Eine schnellere Bestrafung könnte vielleicht bei Ersttätern etwas bewirken. Aber im Prinzip bietet das Strafrecht den Richtern und Richterinnen Spielraum. Wir haben natürlich eine Richterschaft, die teilweise von 1968 geprägt ist, da übertreiben einige den erzieherischen Auftrag des Jugendstrafrechts ein bisschen.

Was heißt das?

Wir haben in unseren Trainings öfter straffällige Jugendliche. Die wissen genau, wie sie sich vor Gericht verhalten müssen, damit sie noch mit einem blauen Auge davonkommen. Und wenn sie wieder rauskommen, lachen sie und zeigen denen den Mittelfinger. Man kann das Recht härter auslegen.

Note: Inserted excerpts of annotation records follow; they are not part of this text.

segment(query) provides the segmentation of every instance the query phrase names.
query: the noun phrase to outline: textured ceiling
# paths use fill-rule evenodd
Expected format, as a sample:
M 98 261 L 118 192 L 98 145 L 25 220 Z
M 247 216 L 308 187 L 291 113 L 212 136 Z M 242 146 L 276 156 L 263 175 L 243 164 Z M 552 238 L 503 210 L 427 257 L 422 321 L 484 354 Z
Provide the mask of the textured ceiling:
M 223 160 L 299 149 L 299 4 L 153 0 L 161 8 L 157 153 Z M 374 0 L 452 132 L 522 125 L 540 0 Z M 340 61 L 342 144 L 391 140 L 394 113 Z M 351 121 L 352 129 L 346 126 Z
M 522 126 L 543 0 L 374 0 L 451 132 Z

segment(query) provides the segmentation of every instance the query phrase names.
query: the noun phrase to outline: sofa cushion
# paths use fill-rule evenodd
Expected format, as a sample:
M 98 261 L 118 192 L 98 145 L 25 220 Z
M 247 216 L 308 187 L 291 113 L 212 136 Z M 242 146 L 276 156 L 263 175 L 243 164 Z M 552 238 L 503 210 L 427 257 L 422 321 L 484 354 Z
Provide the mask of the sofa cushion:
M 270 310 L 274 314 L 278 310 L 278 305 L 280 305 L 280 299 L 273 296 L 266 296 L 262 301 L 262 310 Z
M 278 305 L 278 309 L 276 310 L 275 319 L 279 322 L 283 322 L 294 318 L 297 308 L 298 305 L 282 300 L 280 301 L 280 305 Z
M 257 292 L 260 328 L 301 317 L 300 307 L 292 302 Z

Ist das Wegsperren von jugendlichen Gewalttätern also sinnvoller?

Natürlich ist Erziehung sinnvoller als das bloße Wegsperren. Nur kommen diese Jugendlichen nicht in erzieherische Maßnahmen. So etwas wird nämlich kaum finanziert. Üblich ist es, Sozialstunden in einer Wohlfahrtseinrichtung zu verordnen. Das ist keine Erziehung. Manchmal quittiert eine Einrichtung den Jugendlichen die Stunden einfach ohne Gegenleistung, weil sie sowieso nur Ärger machen würden. Migrantenjugendliche erzählen uns, welche drakonischen Strafen sie in ihrem Heimatland bekommen hätten. Über Sozialstunden lachen sie sich tot.

Deshalb können Sie härteren Strafen etwas abgewinnen?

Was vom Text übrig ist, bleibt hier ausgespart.